A dor da sialolitíase segue um padrão bem particular, ligado ao estímulo da produção de saliva, e essa característica ajuda a separá-la de outros quadros. A dor dentária costuma ser contínua, com sensibilidade ao frio e ao quente, sem inchaço embaixo da mandíbula.
Já a dor na ATM aparece ao abrir a boca, mastigar ou bocejar, com estalos e travamento na articulação, mas sem o inchaço cíclico. Inflamações de garganta produzem dor ao engolir e ínguas no pescoço, com febre e vermelhidão na orofaringe, sintomas diferentes do padrão obstrutivo das pedras salivares.
O que dizem os estudos científicos?
Pesquisas em cirurgia de cabeça e pescoço confirmam que a sialolitíase é a causa mais comum de obstrução das glândulas salivares e que o diagnóstico precoce evita complicações. Segundo a revisão Contemporary Review of Submandibular Gland Sialolithiasis and Surgical Management Options, publicada em 2022 na revista Cureus, cerca de 80% dos cálculos salivares se formam nas glândulas submandibulares e podem evoluir para celulite extensa e formação de abscessos quando não tratados.

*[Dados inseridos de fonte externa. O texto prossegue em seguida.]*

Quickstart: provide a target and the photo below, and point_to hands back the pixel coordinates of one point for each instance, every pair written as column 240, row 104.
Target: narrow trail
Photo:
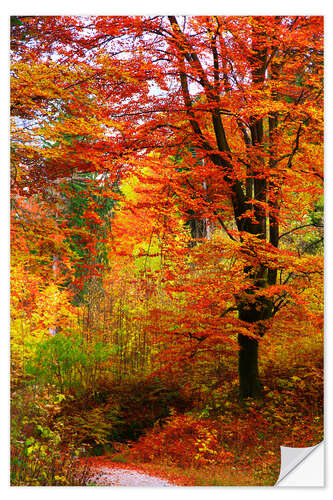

A revisão, que analisou 77 artigos, também aponta que pedras pequenas e acessíveis respondem bem a tratamentos conservadores, enquanto cálculos maiores podem exigir sialendoscopia, litotripsia por ondas de choque ou remoção cirúrgica. O acompanhamento com especialista em cabeça e pescoço define a melhor conduta.

Como é feito o tratamento?
O tratamento varia conforme o tamanho, a localização da pedra e a intensidade dos sintomas. Entre as opções disponíveis, as mais utilizadas são:
- Hidratação abundante para estimular o fluxo salivar e ajudar a eliminar cálculos pequenos
- Massagem local na região da glândula para deslocar a pedra em direção à boca
- Compressas mornas aplicadas várias vezes ao dia para aliviar o inchaço
- Estimulantes salivares, como balas azedas ou limão, que aumentam o fluxo da saliva
- Anti-inflamatórios para redução da dor e do desconforto local
- Antibióticos, quando há sinais de infecção associada como febre e pus
- Sialendoscopia ou cirurgia, indicadas para cálculos maiores ou de difícil acesso
Quando a obstrução gera inflamação persistente da glândula, o quadro pode evoluir para uma sialoadenite, exigindo tratamento específico. Por isso, a avaliação precoce com cirurgião buco maxilofacial ou cirurgião de cabeça e pescoço é essencial para preservar a função da glândula salivar.
Este conteúdo tem caráter apenas informativo e não substitui a avaliação de um profissional de saúde. Se você apresenta dor ou inchaço embaixo da mandíbula que aparecem durante as refeições, procure um cirurgião buco maxilofacial, cirurgião de cabeça e pescoço ou clínico geral para diagnóstico e tratamento adequados.